The arterial supply of the suprarenal gland vary to such an extent that no two are ever alike. The inferior suprarenal arteries are considered to be very important because they supply all or most of the gland. The inferior suprarenal arises mainly from renal artery, in few percent of cases it arises from aorta and very rarely from gonadal artery [5].
The presence of unusual branching pattern of the renal arteries is not uncommon. In 70% of cases, there is single renal artery supplying each kidney. Considering this fact, multiple branching pattern of the renal arteries may not be uncommon finding, the clinical implication of such an anomaly need to be given due attention. Presence of variant renal arteries may be associated with other underlying renal pathological conditions [6].
Two relatively young patients with significant hypertension have been identified with an elongated single aberrant renal artery supplying blood to a renal segment, and an evidence for localization of the elevated plasma renin activity to the side and vein draining the affected kidney [7].
The presence of additional renal arteries is very probable when the main renal artery has a diameter of less than 4.15 mm. Kidneys presenting a main renal artery greater than 5.5 mm very probably do not present additional renal arteries. So the renal artery diameter is a factor which should be considered as predicting the presence of additional renal arteries [8].
Conclusion
Variations in the origin and course of the renal arterial blood supply occur frequently and are of special interest to the urologist with respect to the disease associated with it. The relevance of the aberrant arteries in systemic hypertension and urethral obstruction was established. With the advent of laparoscopic renal surgeries and donor nephrectomies, it becomes mandatory for the surgeon to understand the abnormality or variations in the renal vasculature. Otherwise renal transplant may be jeopardized by the presence of aberrant vessels. Therefore, considering the increase in incidence of the accessory and multiple renal arteries, the anatomical knowledge of such may be important for academic, surgical as well as radiological procedures and the present study is a humble effort to highlight the same.
References
- Standring S, ed. Gray’s Anatomy. The Anatomical Basis of Clinical Practice. 40th Ed., Edinburg, Churchill & Livingstone. 2008; 1231, 1233.

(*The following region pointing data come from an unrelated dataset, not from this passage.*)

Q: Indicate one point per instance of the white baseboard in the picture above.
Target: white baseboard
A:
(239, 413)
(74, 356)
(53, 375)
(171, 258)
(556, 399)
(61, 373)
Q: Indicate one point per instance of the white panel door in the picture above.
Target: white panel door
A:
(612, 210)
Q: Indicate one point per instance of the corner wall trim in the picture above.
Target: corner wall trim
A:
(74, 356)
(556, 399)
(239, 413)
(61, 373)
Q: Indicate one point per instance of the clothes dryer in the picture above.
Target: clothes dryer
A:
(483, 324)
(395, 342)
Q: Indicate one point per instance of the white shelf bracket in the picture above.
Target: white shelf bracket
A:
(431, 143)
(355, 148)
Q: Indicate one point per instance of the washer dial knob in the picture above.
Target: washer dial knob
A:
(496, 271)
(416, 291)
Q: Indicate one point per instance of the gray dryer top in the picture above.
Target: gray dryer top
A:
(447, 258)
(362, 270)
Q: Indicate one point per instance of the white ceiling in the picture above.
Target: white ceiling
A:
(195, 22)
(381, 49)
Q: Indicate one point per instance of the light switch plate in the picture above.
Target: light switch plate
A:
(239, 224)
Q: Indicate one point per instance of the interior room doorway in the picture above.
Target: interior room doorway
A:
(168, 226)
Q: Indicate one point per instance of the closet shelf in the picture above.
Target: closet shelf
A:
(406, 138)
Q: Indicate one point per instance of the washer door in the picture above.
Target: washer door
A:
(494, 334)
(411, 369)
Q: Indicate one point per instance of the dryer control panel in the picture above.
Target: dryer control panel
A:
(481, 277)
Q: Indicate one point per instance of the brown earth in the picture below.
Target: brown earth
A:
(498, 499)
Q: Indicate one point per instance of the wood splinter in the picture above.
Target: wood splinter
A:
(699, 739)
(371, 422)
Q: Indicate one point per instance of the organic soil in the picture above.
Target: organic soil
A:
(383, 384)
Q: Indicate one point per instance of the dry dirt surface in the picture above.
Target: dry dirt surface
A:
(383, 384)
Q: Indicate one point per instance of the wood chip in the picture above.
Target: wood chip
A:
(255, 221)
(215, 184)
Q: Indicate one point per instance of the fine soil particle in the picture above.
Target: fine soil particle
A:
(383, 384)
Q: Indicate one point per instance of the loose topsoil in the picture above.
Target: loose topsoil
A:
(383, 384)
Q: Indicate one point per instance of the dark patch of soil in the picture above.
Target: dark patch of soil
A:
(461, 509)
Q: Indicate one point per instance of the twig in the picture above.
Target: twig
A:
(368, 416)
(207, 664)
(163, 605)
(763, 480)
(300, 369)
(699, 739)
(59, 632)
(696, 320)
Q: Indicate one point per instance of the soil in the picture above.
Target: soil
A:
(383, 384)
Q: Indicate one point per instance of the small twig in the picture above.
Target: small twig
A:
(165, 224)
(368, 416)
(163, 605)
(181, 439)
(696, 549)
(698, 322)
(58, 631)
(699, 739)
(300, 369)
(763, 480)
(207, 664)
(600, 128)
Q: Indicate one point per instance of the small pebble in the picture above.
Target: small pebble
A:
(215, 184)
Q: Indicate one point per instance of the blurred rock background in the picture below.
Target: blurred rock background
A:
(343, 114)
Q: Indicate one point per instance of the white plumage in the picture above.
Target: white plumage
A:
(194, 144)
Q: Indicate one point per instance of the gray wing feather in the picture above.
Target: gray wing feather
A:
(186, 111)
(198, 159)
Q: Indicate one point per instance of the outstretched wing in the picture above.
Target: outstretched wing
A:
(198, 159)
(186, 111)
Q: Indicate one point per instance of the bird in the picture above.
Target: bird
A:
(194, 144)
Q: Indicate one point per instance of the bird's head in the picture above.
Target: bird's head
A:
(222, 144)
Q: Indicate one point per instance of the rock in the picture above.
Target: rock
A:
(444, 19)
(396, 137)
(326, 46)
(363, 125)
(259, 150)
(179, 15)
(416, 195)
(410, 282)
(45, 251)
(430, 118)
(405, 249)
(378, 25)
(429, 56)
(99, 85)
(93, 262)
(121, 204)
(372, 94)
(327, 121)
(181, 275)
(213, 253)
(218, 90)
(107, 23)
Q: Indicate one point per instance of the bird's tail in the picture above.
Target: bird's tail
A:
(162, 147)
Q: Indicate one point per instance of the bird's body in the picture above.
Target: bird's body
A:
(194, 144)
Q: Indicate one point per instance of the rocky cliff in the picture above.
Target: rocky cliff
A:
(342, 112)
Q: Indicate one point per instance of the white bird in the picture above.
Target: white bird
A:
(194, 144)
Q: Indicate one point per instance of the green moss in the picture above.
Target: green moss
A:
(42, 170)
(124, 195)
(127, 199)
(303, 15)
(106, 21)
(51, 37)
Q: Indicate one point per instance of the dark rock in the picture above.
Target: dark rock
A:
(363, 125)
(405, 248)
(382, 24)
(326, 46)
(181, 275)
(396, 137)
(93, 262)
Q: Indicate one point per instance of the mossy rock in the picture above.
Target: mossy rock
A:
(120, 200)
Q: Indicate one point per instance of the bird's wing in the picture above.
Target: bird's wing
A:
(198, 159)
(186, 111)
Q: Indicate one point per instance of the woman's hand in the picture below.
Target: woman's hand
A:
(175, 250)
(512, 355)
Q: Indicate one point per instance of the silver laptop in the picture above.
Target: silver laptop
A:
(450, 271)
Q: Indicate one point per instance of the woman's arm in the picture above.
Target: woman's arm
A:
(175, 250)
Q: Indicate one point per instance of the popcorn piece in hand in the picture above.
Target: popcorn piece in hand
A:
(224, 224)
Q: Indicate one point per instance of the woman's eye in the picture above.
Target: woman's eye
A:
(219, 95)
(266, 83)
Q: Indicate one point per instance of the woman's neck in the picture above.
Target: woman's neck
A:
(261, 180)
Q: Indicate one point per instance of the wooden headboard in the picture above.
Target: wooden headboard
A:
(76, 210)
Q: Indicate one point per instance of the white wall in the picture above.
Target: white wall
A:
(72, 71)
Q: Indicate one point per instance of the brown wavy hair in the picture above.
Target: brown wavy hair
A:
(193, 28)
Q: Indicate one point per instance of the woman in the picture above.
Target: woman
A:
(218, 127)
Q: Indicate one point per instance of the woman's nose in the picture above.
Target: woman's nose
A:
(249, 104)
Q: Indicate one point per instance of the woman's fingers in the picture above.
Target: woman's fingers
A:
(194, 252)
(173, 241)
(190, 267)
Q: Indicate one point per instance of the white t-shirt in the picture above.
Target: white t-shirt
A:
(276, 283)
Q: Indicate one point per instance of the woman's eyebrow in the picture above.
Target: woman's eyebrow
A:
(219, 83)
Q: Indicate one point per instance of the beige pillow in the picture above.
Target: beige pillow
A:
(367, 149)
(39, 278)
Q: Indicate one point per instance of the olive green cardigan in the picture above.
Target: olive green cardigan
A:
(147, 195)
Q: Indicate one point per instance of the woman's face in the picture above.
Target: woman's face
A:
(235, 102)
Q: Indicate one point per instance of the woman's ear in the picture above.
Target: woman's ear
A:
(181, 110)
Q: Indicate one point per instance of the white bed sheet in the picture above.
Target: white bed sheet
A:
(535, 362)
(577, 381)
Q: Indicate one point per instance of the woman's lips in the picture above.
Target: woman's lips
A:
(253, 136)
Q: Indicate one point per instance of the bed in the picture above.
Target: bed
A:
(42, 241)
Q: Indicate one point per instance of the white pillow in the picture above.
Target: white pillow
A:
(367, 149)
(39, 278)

- Cerny JC, Karsch D. Aberrant renal arteries. Urology. 1973; 2: 623–626.
- Ozkan U, Oguzkurt L, Tercan F, Kizilkilic O, Koc Z, Koca N. Renal artery origins and variations: Angiographic evaluation of 855 consecutive patients. Diagn Interv Radiol. 2006; 12: 183–186.
- Graves FT. The aberrant renal artery. J Anat. 1956; 90: 553–558.
- Bergman RA, Thomson SA, Afifi AK, Saadeh FA. Compendium of Human Anatomic Variation. Baltimore, Urban & Schwarzenberg. 1988; 81–83.
- Das S. Anomalous renal arteries and its clinical implications. Bratisl Lek Listy. 2008; 109; 182–184.
- Kem DC, Lyons DF, Wenzl J, Halverstadt D, Yu X. Renin-dependent hypertension caused by nonfocal stenotic aberrant renal arteries: proof of a new syndrome. Hypertension. 2005; 46: 380–385.
- Saldarriaga B, Pinto SA, Ballesteros LE. Morphological expression of the renal artery. A direct anatomical study in Columbian half-caste population. Int J Morphol. 2008; 26; 31–38.